La posa della prima pietra della diga Pietrarossa, collocata tra le province di Catania ed Enna, risale al 1990. I lavori furono bloccati quando ormai mancava soltanto il 5 per cento delle opere in cantiere. Il suo completamento potrà assicurare una capienza di ulteriori 35 milioni di metri cubi d’acqua annui e consentirà di mettere a regime lo schema irriguo Dittaino-Ogliastro, garantendo così acqua a 17mila ettari di terreno contro i sette che attualmente vengono irrigati. Una dotazione sufficiente a salvaguardare, contemporaneamente, le riserve della Don Sturzo in modo da avere la disponibilità di risorse anche nel caso in cui si dovessero verificare fino quattro anni di siccità.
“Con questo accordo – aggiunge il presidente Nello Musumeci – parte l’iter progettuale: verranno anzitutto effettuate le indagini sulle strutture esistenti e per le quali è necessario verificare lo stato di funzionalità e di efficienza e, subito dopo, si potrà procedere con la gara per affidare le opere di completamento dell’impianto. Nel giro di tre anni Pietrarossa potrebbe essere in grado di funzionare a pieno regime”.

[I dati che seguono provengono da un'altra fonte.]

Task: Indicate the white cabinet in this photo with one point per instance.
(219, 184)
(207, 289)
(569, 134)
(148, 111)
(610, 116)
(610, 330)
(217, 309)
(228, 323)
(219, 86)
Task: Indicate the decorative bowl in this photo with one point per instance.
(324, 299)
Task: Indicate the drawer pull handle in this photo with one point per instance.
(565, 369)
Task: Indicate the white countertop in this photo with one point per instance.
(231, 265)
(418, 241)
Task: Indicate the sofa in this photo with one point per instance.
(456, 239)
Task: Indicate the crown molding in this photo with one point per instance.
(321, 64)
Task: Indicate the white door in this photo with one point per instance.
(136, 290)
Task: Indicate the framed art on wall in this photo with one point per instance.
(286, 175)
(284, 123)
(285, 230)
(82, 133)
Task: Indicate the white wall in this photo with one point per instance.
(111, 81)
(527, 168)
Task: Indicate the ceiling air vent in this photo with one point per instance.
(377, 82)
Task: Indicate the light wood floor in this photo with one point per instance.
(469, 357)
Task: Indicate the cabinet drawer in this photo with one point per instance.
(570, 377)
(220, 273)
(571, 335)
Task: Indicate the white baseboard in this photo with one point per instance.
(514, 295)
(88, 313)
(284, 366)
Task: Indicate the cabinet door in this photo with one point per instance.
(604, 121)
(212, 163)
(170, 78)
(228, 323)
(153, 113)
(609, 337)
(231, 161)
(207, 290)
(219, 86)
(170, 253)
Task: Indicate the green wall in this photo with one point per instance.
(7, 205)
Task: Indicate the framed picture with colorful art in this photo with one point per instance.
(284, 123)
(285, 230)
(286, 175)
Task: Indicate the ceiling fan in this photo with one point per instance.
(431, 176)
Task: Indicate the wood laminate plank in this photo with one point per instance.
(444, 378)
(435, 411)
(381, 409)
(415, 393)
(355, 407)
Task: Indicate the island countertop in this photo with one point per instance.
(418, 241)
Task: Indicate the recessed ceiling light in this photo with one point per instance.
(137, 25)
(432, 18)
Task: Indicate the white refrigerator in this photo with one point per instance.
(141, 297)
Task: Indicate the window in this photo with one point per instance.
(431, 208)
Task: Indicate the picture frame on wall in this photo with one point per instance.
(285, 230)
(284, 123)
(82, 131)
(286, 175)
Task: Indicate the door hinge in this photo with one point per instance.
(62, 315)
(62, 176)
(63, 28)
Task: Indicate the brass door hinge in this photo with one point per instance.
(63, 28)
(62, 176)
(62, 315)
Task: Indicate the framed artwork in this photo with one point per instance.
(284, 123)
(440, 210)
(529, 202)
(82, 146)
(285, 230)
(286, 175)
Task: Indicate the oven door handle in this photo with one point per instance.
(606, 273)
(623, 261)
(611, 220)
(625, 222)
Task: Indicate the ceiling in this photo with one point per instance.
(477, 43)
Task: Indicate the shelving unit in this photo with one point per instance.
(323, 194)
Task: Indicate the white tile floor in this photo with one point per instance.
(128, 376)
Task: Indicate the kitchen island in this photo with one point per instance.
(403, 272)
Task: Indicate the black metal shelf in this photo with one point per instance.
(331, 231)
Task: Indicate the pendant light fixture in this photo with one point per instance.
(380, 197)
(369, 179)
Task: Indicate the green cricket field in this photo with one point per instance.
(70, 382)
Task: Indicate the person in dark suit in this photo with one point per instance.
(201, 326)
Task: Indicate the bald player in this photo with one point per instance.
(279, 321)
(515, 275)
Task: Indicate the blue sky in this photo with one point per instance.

Il progetto prevede anche di destinare alla Soprintendenza di Enna le somme necessarie alla salvaguardia e alla conservazione dell’area in cui sono stati individuati i resti dell’insediamento di epoca romana e che, successivamente, potrebbe essere riprodotto virtualmente all’interno di uno spazio museale.
Differente, e tutt’altro che trionfalistica, la posizione di Gianfranco Zanna, presidente di Legambiente Sicilia: “Le opere finora realizzate della diga Pietrarossa, fino a prova contraria, sono abusive e prive delle necessarie autorizzazioni amministrative e della Soprintendenza. Ci chiediamo che fine abbia fatto l’inchiesta aperta dalla magistratura su questi aspetti. Nella decisione del governo regionale viene sottolineato che quest’acqua servirà all’agricoltura della Piana di Catania, ma con quali finalità, considerata l’atavica crisi della vendita degli agrumi della nostra regione. Infine, qualora la diga dovesse realizzarsi, sarà cancellato uno stazzo romano di altissimo valore archeologico, che si trova in una delle vie di comunicazione più importanti della Sicilia di allora. E sicuramente non riproducibile in una fantasiosa riproduzione virtuale. Non ci aspettavamo che questo governo riaprisse la triste pagina degli scandali delle dighe, dove si è più mangiato, alcuni, che bevuto, perchè l’acqua è continuata a mancare nelle case dei siciliani”.